Roche De Smet
July 22, 2014
Roche De Smet is the highest point on De Smet Range which forms a prominent ridgeline extending northwest from Athabasca River Valley in Jasper National Park. Over the past few years lots of scramblers were questioning if it’s possible to scramble the connecting ridge from its lower south end, namely Mt. Greenock. While nobody actually went this way to try it out, through the publishing of Ben’s and Mike’s trip reports, it’s confirmed to be a class 2 scramble from the north side, approaching from Vine Creek Trail. After a rainy weekend this past Tuesday saw a brief high pressure ridge forming up in the mountains. Considering my last time visiting Jasper area was back in March I was keen to head this way, and Roche De Smet seemed like a reasonable solo objective.
Celestine Lake Road had improved since my last year’s visit to Mt. Cumnock. Someone had built a wooden platform across Coral Creek and I managed to drive to the Vine Creek trail-head with my small car. I arrived there a few minutes before 6:30 am and started the hike shortly after. Despite the Vine Creek area controlled burn in last September, the trail was unaffected and except for a few wash-outs and two creek crossings it’s pretty much trouble free. The wash-outs were already there as of August last year so the overall hiking quality was better than my expectation, and in about 2 hours I made to the flats/meadow just before the campground at Vine Pass, about 9 km into the trip. The vegetation was pretty wet thank to the morning dew so I headed climber’s right into the bush.
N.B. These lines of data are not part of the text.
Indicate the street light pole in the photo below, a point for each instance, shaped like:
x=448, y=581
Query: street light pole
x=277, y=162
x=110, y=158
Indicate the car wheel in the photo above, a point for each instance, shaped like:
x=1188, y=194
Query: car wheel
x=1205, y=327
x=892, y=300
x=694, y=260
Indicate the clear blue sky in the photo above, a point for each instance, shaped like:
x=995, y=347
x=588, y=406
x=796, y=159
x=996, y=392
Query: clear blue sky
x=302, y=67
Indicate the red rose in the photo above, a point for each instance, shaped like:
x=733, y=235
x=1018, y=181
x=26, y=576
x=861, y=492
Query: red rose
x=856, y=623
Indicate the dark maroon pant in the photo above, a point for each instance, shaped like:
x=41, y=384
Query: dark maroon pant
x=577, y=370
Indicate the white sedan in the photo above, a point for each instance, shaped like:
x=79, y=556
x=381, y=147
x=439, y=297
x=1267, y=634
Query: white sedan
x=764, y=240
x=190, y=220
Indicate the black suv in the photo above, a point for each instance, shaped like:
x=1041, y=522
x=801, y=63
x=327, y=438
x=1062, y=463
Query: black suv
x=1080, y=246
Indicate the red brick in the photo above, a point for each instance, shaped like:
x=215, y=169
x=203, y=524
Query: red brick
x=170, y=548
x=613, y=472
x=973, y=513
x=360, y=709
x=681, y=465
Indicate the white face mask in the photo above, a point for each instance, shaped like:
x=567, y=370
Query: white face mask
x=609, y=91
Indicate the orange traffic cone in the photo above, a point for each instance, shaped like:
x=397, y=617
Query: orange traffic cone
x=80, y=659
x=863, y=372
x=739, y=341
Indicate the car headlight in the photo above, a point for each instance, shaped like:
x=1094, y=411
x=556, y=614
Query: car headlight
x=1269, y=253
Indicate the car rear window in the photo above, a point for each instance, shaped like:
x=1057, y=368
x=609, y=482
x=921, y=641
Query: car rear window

From here I pretty much followed Mike’s GPS track and it led me through a lot of dead-falls. I remember Mike talking about following a creek up so I checked out a bit to my right side, and sure enough, there’s a dry creek bed to walk on. By following it I gained elevation quickly until the terrain ahead becoming a canyon structure. Here I left the creek up climber’s left side and hiked up some easy grassy but steep terrain to a rib. Thank to the foreshortening view it took me a long time to eventually top out on the summit ridge. Since I’d done the nearby Mt. Cumnock the views weren’t “new” to me, so I immediately focused on the traverse towards the summit.
Apparently there’s a few up-and-downs on this ridge and after climbing up the first high point I had to lose some elevation. That’s okay as it’s a pleasant ridge walk. There was another high point to go up and over, and the real scrambling didn’t start until the base of the summit push. I easily circumvented the first obstacle on climber’s left side and then avoided the second obstacle by contouring a bit on the climber’s right side and then scrambling up a (somehow) wide gully. The crux move was just after gaining back to the ridge crest after exiting this gully, but only for a few moves. After this bit the rest to summit was largely trouble-free. The views were supposed to be great but thank to the forest fire smoke I could barely see the outlines of Edith Cavell and Fryatt… And apparently this peak is seldom ascended. Mike was the only guy signing the register after Ben brought it up two years ago.
On the descent I took a couple food breaks trying to enjoy more of this day by not rushing it. I also took a different rib down (one rib closer towards the summit). This helped me avoid elevation regain and the rib was just as easy to descend as the one I used on the way up. Into the woods I bushwhacked easily down the slope for a while and then cut skier’s right into the creek/gully. The gully became overgrown and faint near the bottom (that’s why I missed it on my way in), but after a short section of bushwhacking I rejoined the trail. The hike out was boring and long, but at least it’s on a trail…
Roche De Smet proved to be a worthwhile scramble with a moderately long day and my round trip time was 9 hours. With more and more Jasper peaks proved to be scramble-able I hope more people are coming out this way to enjoy them.